Artificial bacterial spore-like particles. In this image, silica beads that are two micrometers in diameter are coated with a membrane, atop which the basement layer of the Bacillus subtilis spore coat is assembled. The structural component of the coat is covalently linked to a small molecule, a fluorescent dye (shown in red), thereby demonstrating the drug display potential of these particles.

Spores from bacteria, such as Bacillus subtilis, are produced to allow the bacterium’s genetic material to survive harsh environments. When the bacterium senses nutrient depletion, it divides asymmetrically into a forespore and a mother cell. The mother cell engulfs the forespore, and coat proteins synthesized by the mother cell localize to the surface of the forespore. The mother cell eventually ruptures, releasing the mature spore, which is surrounded by a thick shell of approximately 70 different proteins. This protein coat is one of the most durable static biological structures, but, because of its complexity, detailed studies of how the coat forms have been lacking. Kumaran Ramamurthi, Ph.D., of CCR’s Laboratory of Molecular Biology, and his colleagues including postdoctoral fellow and lead author of the study I-Lin Wu, Ph.D., decided to investigate the assembly of the basement layer of the spore coat by decorating spherical membranes supported by silica beads with SpoIVA and SpoVM, proteins which are known to be required for coat assembly.

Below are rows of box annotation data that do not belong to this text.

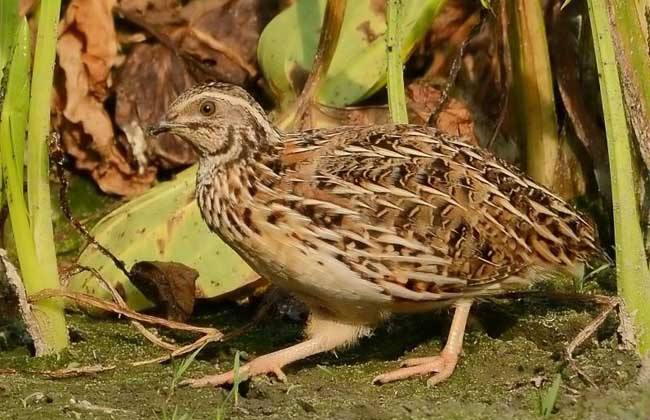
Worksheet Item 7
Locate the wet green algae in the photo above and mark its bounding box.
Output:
[0,298,650,420]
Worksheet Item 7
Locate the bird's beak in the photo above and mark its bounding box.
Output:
[147,120,182,136]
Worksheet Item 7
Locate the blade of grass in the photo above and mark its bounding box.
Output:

In the current model of basement layer assembly, SpoVM spontaneously inserts into the convex membrane of the forespore to mark it for coat assembly and to recruit and anchor SpoIVA. In support of this model, the researchers observed a uniform distribution of SpoIVA around the forespore but only in mother cells that expressed SpoVM. Without SpoVM, SpoIVA clumped together in one spot on the forespore. The investigators saw similar results when they incubated phospholipid bilayer-coated silica beads (also called spherical supported lipid bilayers or SSLBs) with purified SpoIVA with or without synthesized SpoVM peptides, respectively. These results indicate that SpoIVA has some natural affinity for membranes but that uniform distribution around a spherical membrane requires SpoVM.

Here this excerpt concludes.